— Не хочу видеть раздетые вещи, — сказал Костик и вдруг всхлипнул.
— Ты эту ракету починишь обратно?
— Нет. Того кота я тоже не смог… И стиралку. Что попало разбираю.
Костик вытер нос. Что это он плачет? Это стыд?..
Пётр достал из внутреннего кармана камзола до черноты закопчённые очки на резинке. Сварщицкие. И надел на мальчика.
— Снимешь, когда я разрешу. Полезай-ка сюда, — сказал незнакомец, наклоняясь и расстёгивая пуговицы камзола. Почти уместился за пазухой, только голова и плечо выглядывали. — Это не укроет тебя от лета и жары. И всё же… Карета ждёт нас на Гребном. Нам пора, Константин.
— А вас не будет искать Екатерина?
— Не будет.
— А те люди?
— Их скоро спустят.
— А мама… Надо с ней попрощаться.
— Скажи ей «до свидания» сейчас, пока она увеличена, увлечена своим раздражением.
— До свидания, мама.
Светлана тыкала кулаком в грудь полицейского, совсем растрепалась. Дядя Арсений показывал другому какое-то удостоверение. Тяжесть в голове исчезла. Идущий по центральной аллее Пётр Первый с мальчиком за пазухой ни у кого не вызвал вопросов. Радости, впрочем, тоже. Фотографироваться с ним никто не хотел.
— Почему вы оделись Петром?
— Я надел этого человека, потому что он ничейный и он мне подходит.
Мальчик не понял, что Пётр имеет в виду, и это было хорошо.
Это было просто прекрасно.
Потасканная карета по-прежнему стояла у воды.
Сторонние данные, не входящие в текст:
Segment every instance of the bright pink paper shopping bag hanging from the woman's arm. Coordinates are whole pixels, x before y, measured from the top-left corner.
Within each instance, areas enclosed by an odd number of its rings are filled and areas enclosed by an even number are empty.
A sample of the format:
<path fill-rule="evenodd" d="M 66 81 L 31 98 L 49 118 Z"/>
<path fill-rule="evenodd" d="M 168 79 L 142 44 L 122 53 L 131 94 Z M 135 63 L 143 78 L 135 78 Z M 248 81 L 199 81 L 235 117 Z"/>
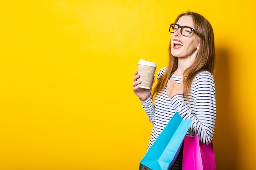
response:
<path fill-rule="evenodd" d="M 213 143 L 202 145 L 198 135 L 185 136 L 182 170 L 216 170 Z"/>

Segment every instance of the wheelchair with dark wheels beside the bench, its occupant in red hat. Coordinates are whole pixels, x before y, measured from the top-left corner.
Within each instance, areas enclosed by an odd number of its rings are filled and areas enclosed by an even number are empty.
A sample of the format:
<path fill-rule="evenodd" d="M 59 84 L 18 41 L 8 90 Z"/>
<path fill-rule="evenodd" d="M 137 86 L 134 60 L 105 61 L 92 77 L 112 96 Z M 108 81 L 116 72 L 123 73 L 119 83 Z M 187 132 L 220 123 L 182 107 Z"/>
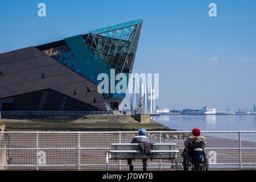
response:
<path fill-rule="evenodd" d="M 182 155 L 184 171 L 208 171 L 208 155 L 203 142 L 190 142 Z"/>

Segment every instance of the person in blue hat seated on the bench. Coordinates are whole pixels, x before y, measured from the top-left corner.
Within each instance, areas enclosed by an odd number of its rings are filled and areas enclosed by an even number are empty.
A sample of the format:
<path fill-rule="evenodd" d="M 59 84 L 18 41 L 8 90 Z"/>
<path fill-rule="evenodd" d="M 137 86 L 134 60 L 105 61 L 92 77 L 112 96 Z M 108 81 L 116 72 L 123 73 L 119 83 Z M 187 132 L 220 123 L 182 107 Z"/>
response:
<path fill-rule="evenodd" d="M 149 142 L 148 138 L 146 137 L 147 130 L 146 129 L 139 129 L 138 136 L 134 137 L 131 140 L 131 143 L 142 143 L 142 142 Z M 127 164 L 129 165 L 130 171 L 133 171 L 133 165 L 131 164 L 132 160 L 127 159 Z M 147 170 L 147 159 L 142 159 L 143 163 L 143 171 Z"/>

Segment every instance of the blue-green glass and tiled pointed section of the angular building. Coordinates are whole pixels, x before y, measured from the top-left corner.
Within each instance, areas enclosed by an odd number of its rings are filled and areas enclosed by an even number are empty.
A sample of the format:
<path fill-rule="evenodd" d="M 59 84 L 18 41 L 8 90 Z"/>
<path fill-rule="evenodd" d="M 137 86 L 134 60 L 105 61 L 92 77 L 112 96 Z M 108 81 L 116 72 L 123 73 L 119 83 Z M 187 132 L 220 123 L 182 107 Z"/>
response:
<path fill-rule="evenodd" d="M 100 73 L 106 73 L 110 79 L 110 69 L 115 69 L 115 75 L 126 74 L 128 84 L 127 73 L 133 70 L 141 26 L 142 19 L 137 19 L 98 28 L 89 31 L 86 35 L 65 38 L 67 45 L 46 49 L 43 52 L 95 84 L 101 82 L 97 80 Z M 109 93 L 105 93 L 104 97 L 125 97 L 126 95 Z"/>

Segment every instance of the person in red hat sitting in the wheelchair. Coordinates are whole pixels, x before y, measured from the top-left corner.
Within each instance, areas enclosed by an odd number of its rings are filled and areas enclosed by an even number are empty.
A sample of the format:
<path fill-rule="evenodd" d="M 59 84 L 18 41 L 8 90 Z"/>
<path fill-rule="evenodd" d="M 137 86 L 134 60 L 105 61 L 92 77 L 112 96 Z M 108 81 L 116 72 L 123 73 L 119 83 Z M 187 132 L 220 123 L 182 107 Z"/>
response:
<path fill-rule="evenodd" d="M 192 130 L 192 136 L 188 137 L 184 142 L 184 151 L 188 154 L 188 162 L 193 164 L 195 170 L 200 169 L 200 164 L 204 162 L 204 146 L 206 140 L 204 136 L 200 135 L 201 131 L 199 129 Z"/>

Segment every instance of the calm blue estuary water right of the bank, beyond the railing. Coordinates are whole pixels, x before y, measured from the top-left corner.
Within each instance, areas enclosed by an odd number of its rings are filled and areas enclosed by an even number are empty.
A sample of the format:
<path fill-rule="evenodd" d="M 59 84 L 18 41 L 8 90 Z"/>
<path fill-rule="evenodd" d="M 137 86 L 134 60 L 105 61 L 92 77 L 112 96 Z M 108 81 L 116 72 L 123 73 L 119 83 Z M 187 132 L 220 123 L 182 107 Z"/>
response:
<path fill-rule="evenodd" d="M 171 129 L 191 131 L 256 131 L 256 115 L 160 115 L 150 117 Z"/>

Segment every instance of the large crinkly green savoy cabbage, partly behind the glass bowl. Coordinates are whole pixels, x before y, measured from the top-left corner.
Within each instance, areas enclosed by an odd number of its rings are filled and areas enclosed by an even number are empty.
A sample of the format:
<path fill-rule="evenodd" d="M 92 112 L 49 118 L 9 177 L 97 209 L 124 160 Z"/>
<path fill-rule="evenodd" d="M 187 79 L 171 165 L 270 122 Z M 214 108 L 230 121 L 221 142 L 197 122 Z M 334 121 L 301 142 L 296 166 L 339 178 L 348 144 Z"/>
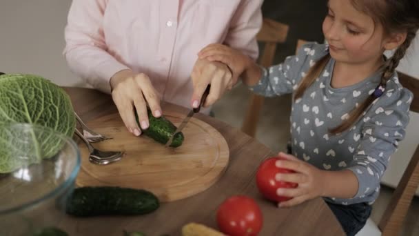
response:
<path fill-rule="evenodd" d="M 32 132 L 31 145 L 19 146 L 21 133 L 6 128 L 14 123 L 46 126 L 68 137 L 76 127 L 70 97 L 59 86 L 36 75 L 0 75 L 0 173 L 53 157 L 63 145 L 50 135 Z M 17 159 L 19 153 L 33 153 L 34 158 Z"/>

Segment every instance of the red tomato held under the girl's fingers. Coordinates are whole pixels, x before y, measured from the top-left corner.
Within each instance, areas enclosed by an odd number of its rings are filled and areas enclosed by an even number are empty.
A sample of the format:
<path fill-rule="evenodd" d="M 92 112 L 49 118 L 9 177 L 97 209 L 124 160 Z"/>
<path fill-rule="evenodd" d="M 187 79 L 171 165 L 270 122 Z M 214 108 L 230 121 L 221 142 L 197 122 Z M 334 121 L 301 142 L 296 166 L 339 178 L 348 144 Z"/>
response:
<path fill-rule="evenodd" d="M 295 173 L 294 170 L 285 168 L 278 168 L 275 162 L 284 159 L 283 157 L 270 157 L 260 164 L 258 172 L 256 173 L 256 185 L 267 199 L 272 201 L 287 201 L 292 197 L 283 197 L 276 194 L 278 188 L 296 188 L 298 184 L 284 181 L 276 181 L 275 175 L 277 173 Z"/>

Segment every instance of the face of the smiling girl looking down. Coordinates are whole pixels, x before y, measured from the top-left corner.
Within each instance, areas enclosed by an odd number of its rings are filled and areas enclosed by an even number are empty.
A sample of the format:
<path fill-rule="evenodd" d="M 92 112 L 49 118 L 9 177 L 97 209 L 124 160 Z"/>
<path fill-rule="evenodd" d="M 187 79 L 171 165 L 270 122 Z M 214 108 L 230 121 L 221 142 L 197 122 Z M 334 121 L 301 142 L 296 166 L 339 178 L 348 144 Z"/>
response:
<path fill-rule="evenodd" d="M 336 61 L 367 63 L 384 52 L 382 26 L 354 8 L 350 0 L 329 0 L 323 34 Z"/>

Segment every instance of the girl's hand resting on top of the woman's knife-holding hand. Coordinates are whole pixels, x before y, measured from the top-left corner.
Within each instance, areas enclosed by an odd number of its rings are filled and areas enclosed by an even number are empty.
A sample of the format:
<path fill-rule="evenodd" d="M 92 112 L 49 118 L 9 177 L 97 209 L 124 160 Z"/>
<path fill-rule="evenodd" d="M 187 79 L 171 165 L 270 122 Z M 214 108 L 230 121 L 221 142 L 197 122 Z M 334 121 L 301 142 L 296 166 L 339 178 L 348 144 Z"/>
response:
<path fill-rule="evenodd" d="M 198 57 L 200 59 L 225 63 L 232 70 L 233 85 L 236 84 L 238 77 L 245 71 L 249 64 L 252 63 L 249 57 L 243 55 L 239 50 L 229 48 L 220 43 L 206 46 L 198 52 Z"/>

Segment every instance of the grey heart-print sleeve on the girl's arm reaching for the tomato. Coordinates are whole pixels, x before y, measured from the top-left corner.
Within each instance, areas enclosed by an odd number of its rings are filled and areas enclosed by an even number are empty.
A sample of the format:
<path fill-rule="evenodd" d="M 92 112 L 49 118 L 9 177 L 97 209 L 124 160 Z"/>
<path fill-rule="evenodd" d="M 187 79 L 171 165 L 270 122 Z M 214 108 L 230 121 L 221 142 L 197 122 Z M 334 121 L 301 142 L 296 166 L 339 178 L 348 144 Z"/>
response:
<path fill-rule="evenodd" d="M 371 195 L 380 189 L 380 179 L 389 159 L 405 137 L 412 98 L 411 92 L 405 88 L 390 89 L 376 99 L 362 117 L 365 125 L 359 134 L 360 145 L 349 167 L 358 178 L 359 188 L 354 198 Z"/>

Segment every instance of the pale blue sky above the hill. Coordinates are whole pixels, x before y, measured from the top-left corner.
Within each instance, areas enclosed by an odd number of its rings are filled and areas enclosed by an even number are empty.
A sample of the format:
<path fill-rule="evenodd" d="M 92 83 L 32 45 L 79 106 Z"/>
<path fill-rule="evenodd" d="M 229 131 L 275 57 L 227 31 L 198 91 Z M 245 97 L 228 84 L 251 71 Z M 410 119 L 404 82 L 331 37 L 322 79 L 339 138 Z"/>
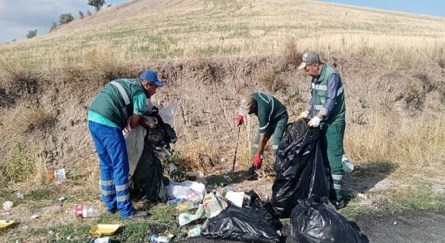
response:
<path fill-rule="evenodd" d="M 118 4 L 130 0 L 105 0 L 107 4 Z M 225 0 L 222 0 L 225 1 Z M 444 0 L 321 0 L 366 6 L 385 10 L 412 12 L 445 17 Z M 29 31 L 37 30 L 38 35 L 49 31 L 58 17 L 70 12 L 75 19 L 79 10 L 95 12 L 88 0 L 0 0 L 0 43 L 24 40 Z"/>

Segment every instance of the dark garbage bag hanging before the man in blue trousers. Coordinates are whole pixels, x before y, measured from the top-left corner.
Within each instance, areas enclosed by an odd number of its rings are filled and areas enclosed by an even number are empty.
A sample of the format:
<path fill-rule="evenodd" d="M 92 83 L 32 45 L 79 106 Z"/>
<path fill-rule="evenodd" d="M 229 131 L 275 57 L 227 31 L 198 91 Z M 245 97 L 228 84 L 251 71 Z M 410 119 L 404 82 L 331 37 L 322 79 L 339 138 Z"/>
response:
<path fill-rule="evenodd" d="M 131 178 L 133 187 L 130 194 L 136 200 L 162 202 L 165 201 L 165 186 L 169 180 L 163 176 L 162 162 L 154 146 L 149 142 L 150 134 L 152 133 L 147 133 L 145 136 L 144 149 Z"/>

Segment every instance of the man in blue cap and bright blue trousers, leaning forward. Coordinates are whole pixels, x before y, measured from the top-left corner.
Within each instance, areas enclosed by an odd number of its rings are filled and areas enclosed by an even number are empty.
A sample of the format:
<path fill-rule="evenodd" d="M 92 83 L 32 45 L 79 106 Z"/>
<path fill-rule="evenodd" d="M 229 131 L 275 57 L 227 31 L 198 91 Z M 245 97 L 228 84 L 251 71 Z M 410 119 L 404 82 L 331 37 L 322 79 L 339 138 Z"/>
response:
<path fill-rule="evenodd" d="M 129 161 L 122 130 L 145 125 L 147 99 L 163 87 L 153 70 L 139 78 L 115 79 L 96 95 L 88 109 L 88 128 L 99 156 L 100 188 L 108 212 L 119 211 L 121 218 L 145 217 L 136 211 L 129 194 Z"/>

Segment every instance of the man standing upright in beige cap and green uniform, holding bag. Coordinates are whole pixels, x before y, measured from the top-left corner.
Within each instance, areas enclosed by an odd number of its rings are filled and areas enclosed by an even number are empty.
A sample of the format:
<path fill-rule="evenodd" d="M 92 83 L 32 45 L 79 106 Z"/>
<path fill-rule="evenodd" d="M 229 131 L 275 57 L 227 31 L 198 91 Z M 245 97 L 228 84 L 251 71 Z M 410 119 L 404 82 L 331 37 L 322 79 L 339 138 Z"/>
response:
<path fill-rule="evenodd" d="M 305 69 L 306 74 L 312 77 L 312 99 L 297 119 L 312 115 L 309 126 L 321 128 L 323 160 L 329 162 L 330 167 L 330 200 L 337 209 L 344 208 L 345 203 L 341 196 L 341 157 L 344 153 L 346 106 L 341 77 L 337 69 L 321 62 L 314 51 L 304 53 L 298 69 Z"/>

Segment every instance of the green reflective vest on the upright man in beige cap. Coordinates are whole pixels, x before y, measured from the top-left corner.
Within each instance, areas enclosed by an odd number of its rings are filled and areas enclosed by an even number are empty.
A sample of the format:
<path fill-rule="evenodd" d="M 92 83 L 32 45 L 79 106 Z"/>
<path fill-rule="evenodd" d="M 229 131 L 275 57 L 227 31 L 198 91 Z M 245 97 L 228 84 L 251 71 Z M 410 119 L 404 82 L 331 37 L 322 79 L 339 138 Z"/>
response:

Дверца скрипнула, приглашая двоих в путь.
Едва они уселись, как вещи снаружи охолонулись, влезли в границы, как пристыженные. А какие они контрастные! — эти границы дубовых стволов и воздуха, крон и темнеющего неба, травы и белки, как они ладно втиснуты друг в друга… Подлинная ясность. Мягкая, монохромная, струящаяся от веера серых оттенков, ясность, что рождается только в пасмурности города на Неве.